Prenne garde! / Take care!

Brennus
greg   Tuesday, March 22, 2005, 00:14 GMT
Brennus : thanx for all.

One thing. *<Prenne garde !> is a double calque from En <take care !>. Fr <prenne> is a form of Fr verb <prendre> = En <take> that is either the subjunctive present 1st & 3rd persons singular or imperative present 3rd person singular.

Subjunctive present 1st & 3rd persons singular :
<Il faut que je prenne des cours d'anglais> = <I have to take English lessons>
<À moins qu'elle prenne des cours d'anglais> = <unless she takes English lessons>.

Imperative present 3rd person :
<Qu'il prenne des cours d'anglais !> = <let him take English lessons !>.

If you want to translate En <take care !> into French, you have to notice that the English sentence is imperative present 2nd person, not 3rd person, not subjunctive. The imperative present 2nd person for En <take !> is Fr <prends !>.

So that finally the translation WOULD be Fr <prends garde !>.

Except that Fr phrasal verb <prendre garde> means En <take heed> or <beware>, which is not exactly the same meaning as En <take care> when you say good-bye to someone.

I think the closest equivalent here to En <take care !> would simply be Fr <salut !>.
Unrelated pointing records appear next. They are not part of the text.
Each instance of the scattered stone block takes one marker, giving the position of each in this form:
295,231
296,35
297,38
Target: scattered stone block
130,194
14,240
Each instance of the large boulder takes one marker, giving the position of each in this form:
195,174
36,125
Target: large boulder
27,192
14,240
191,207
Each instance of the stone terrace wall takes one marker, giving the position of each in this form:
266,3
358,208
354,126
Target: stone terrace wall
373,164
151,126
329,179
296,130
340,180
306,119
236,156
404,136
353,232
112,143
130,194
Except, of course, if you fear something hazardous might strike me...
fabb   Tuesday, March 22, 2005, 22:49 GMT
the french of quebec is a variety of french, with its own characteristics, accent and expressions. But there is not such thing as a unique "european" french accent. I think that you consider the "official" french of televisions and medias to be "french french". But in fact there is a lot of varieties of french in europe, wich ones having almost as much differences between them than comparated to french canadian (there is also different varieties of canadian french)
In europe, french spoken in belgium sounds different than one of switzerland. inside france itself, there is even bigger differences, between the northern accent and the southern accent. the southern one sound very musical (similar to italian sounds), while the northern one (used in medias) sounds much more neutral and unmelodic.